第20話 運命廻り、神は応える
本日同時に2話更新しています。
前話を読んでいない方はご注意を。
「にしても、珍しいこともあったもんだなぁ」
その日の稽古が終わり、身を拭っていた弟子の一人が隣の友人に話しかけた。
「何がだ?」
「ウォンだよ。いつもすかしてるアイツが、あんな声荒げるなんてな」
話しかけられた方はああ、と納得の表情を浮かべ、次いで眉根を寄せて応じる。
「まあ、分からんこともない。今日のあの混血は、見ててちょっと惨めすぎた。
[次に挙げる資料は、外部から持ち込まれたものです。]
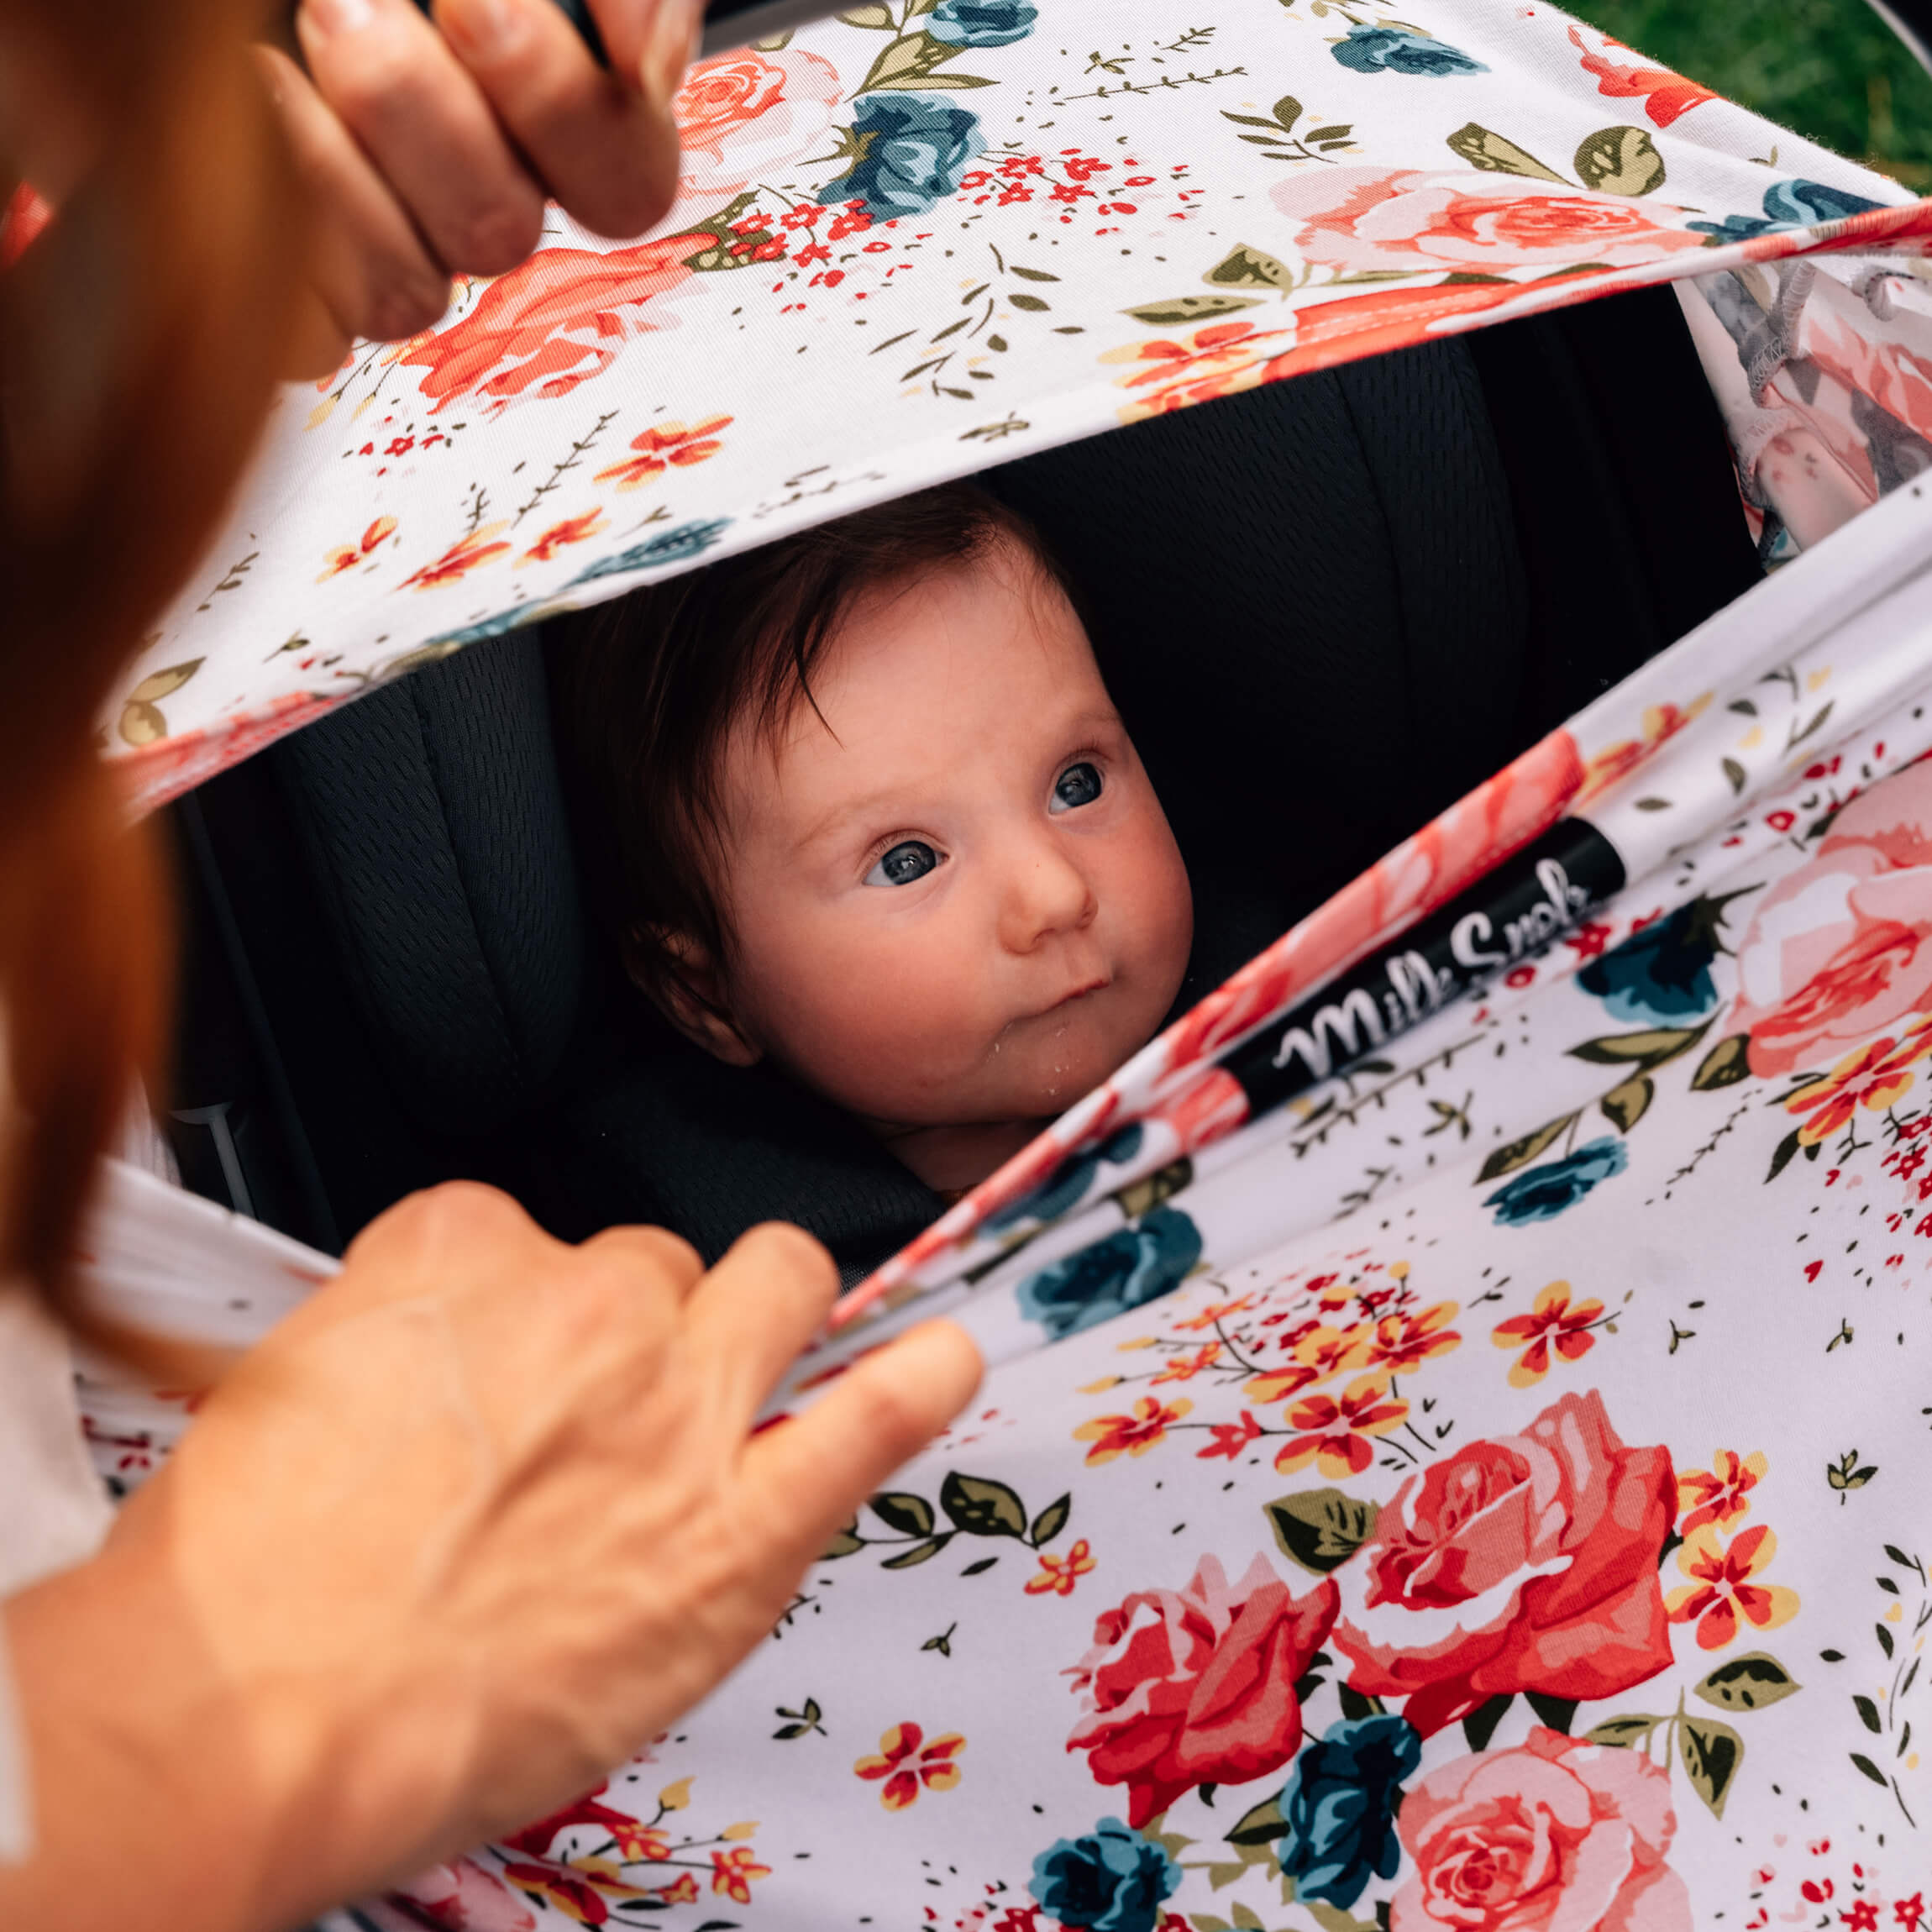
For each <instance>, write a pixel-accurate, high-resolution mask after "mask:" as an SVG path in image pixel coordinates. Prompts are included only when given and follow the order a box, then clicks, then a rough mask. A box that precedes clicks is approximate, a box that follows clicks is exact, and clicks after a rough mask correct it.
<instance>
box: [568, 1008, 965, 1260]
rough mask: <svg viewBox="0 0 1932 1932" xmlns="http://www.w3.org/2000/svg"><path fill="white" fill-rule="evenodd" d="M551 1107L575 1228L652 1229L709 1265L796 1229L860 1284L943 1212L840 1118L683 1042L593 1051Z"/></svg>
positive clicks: (847, 1119) (797, 1093)
mask: <svg viewBox="0 0 1932 1932" xmlns="http://www.w3.org/2000/svg"><path fill="white" fill-rule="evenodd" d="M589 1059H593V1061H595V1065H593V1066H589V1068H585V1080H583V1088H582V1090H580V1092H578V1094H576V1095H572V1099H570V1101H568V1105H566V1107H562V1109H560V1121H558V1130H560V1134H562V1138H564V1142H566V1146H568V1153H566V1155H564V1159H562V1163H560V1165H562V1167H564V1169H566V1171H568V1177H570V1186H572V1190H574V1196H576V1204H578V1206H576V1211H574V1219H585V1221H589V1223H591V1225H605V1223H611V1221H653V1223H661V1225H663V1227H668V1229H674V1231H676V1233H678V1235H682V1236H684V1238H686V1240H688V1242H690V1244H692V1246H694V1248H696V1250H697V1252H699V1254H701V1256H703V1258H705V1260H707V1262H711V1260H717V1256H721V1254H723V1252H725V1250H726V1248H728V1246H730V1244H732V1242H734V1240H736V1238H738V1236H740V1235H742V1233H744V1231H746V1229H748V1227H752V1225H753V1223H757V1221H796V1223H798V1225H800V1227H804V1229H808V1231H810V1233H813V1235H817V1238H819V1240H823V1242H825V1246H827V1248H831V1252H833V1260H837V1262H838V1269H840V1273H842V1275H844V1279H846V1281H848V1283H850V1281H858V1279H860V1277H862V1275H867V1273H869V1271H871V1269H873V1267H877V1265H879V1264H881V1262H883V1260H887V1258H889V1256H891V1254H893V1252H895V1250H896V1248H902V1246H904V1244H906V1242H908V1240H912V1236H914V1235H918V1233H920V1229H923V1227H927V1225H929V1223H931V1221H935V1219H937V1217H939V1213H941V1211H943V1209H945V1202H943V1200H941V1198H939V1196H937V1194H933V1190H931V1188H927V1186H925V1184H923V1182H922V1180H918V1179H916V1177H914V1175H912V1171H910V1169H906V1167H902V1165H900V1163H898V1161H896V1159H893V1155H891V1153H887V1151H885V1148H883V1146H879V1142H877V1140H873V1138H871V1136H869V1134H867V1132H866V1130H864V1128H860V1126H858V1124H856V1122H854V1121H852V1119H850V1115H844V1113H840V1111H838V1109H837V1107H831V1105H829V1103H825V1101H821V1099H819V1097H817V1095H813V1094H808V1092H806V1090H804V1088H800V1086H794V1084H792V1082H790V1080H786V1078H782V1076H779V1074H771V1072H765V1070H763V1068H753V1070H750V1072H746V1070H744V1068H736V1066H723V1065H719V1063H717V1061H713V1059H711V1057H709V1055H705V1053H701V1051H699V1049H697V1047H690V1045H684V1041H674V1039H661V1041H647V1043H639V1041H636V1039H632V1041H624V1043H616V1041H609V1043H605V1047H603V1051H597V1053H595V1055H589Z"/></svg>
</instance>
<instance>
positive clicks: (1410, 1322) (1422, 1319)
mask: <svg viewBox="0 0 1932 1932" xmlns="http://www.w3.org/2000/svg"><path fill="white" fill-rule="evenodd" d="M1455 1312H1457V1304H1455V1302H1435V1306H1434V1308H1424V1310H1422V1312H1420V1314H1393V1316H1383V1318H1381V1320H1379V1321H1378V1323H1376V1333H1374V1335H1372V1337H1370V1343H1368V1366H1370V1368H1379V1370H1383V1372H1385V1374H1389V1376H1406V1374H1408V1372H1410V1370H1414V1368H1420V1366H1422V1364H1424V1362H1428V1360H1430V1358H1432V1356H1437V1354H1449V1352H1451V1350H1453V1349H1461V1347H1463V1337H1461V1335H1457V1331H1455V1329H1453V1327H1449V1323H1451V1321H1453V1320H1455Z"/></svg>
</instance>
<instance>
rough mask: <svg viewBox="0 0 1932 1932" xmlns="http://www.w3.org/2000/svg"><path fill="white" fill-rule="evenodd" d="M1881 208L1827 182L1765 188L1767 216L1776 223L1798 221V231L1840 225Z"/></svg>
mask: <svg viewBox="0 0 1932 1932" xmlns="http://www.w3.org/2000/svg"><path fill="white" fill-rule="evenodd" d="M1880 205H1882V203H1878V201H1866V199H1864V195H1853V193H1849V191H1847V189H1843V187H1826V184H1824V182H1803V180H1799V182H1774V184H1772V185H1770V187H1766V189H1764V213H1766V214H1770V218H1772V220H1774V222H1795V224H1797V226H1799V228H1814V226H1816V224H1818V222H1841V220H1845V218H1847V216H1851V214H1868V213H1870V211H1872V209H1876V207H1880Z"/></svg>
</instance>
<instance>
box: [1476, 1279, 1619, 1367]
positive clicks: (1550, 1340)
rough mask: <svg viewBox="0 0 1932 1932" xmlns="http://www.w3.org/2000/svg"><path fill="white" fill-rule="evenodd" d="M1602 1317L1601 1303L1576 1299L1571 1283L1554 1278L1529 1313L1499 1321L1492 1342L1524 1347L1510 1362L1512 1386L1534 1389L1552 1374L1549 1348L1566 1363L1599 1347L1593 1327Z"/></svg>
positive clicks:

勝負前から怯えて、どうにかしようって気持ちもどっかに行っちまってたからな」
勝負の世界に生きる彼らにとって、精神的に屈することは死と同義だ。
時に格上と戦うとなれば、そこに歴然とした実力差が存在するのは仕方がない。ならばとそこで屈してしまえば、わずかにあるかもしれない可能性さえ潰えてしまう。
ましてやここは称号世界。
完膚なきまでに折れてしまえばそれは直ちに称号に反映されて、以後の人生すら負け犬に落ちぶれる。逆に判定者たる『命名神』に届くほどの渇望を持ち続けることができれば、その場で称号の改変による大幅な強化すらあり得るのだ。
望む者は報われ、望まぬ者は報われない。
公平ではあるものの、際限なくどこまでもその格差を広げられる厳しい世界。
「そういや俺たちも、小さい頃は師匠や兄弟子に散々ボコられたっけか。その度にいつかやり返してやるって思ってたが」
「今思えばあれがふるいだったんだろうさ。あの混血みたいに、苦しい状況で反抗できるようじゃなきゃ戦士にはなれないっていう。ただのいじめじゃなくて、ちゃんと意味があるんだもんなぁ」
2人は数年前の過去を思い出してしみじみと頷き合う。今の師匠に教えを請おうと道場の門を叩いてすぐのことだ。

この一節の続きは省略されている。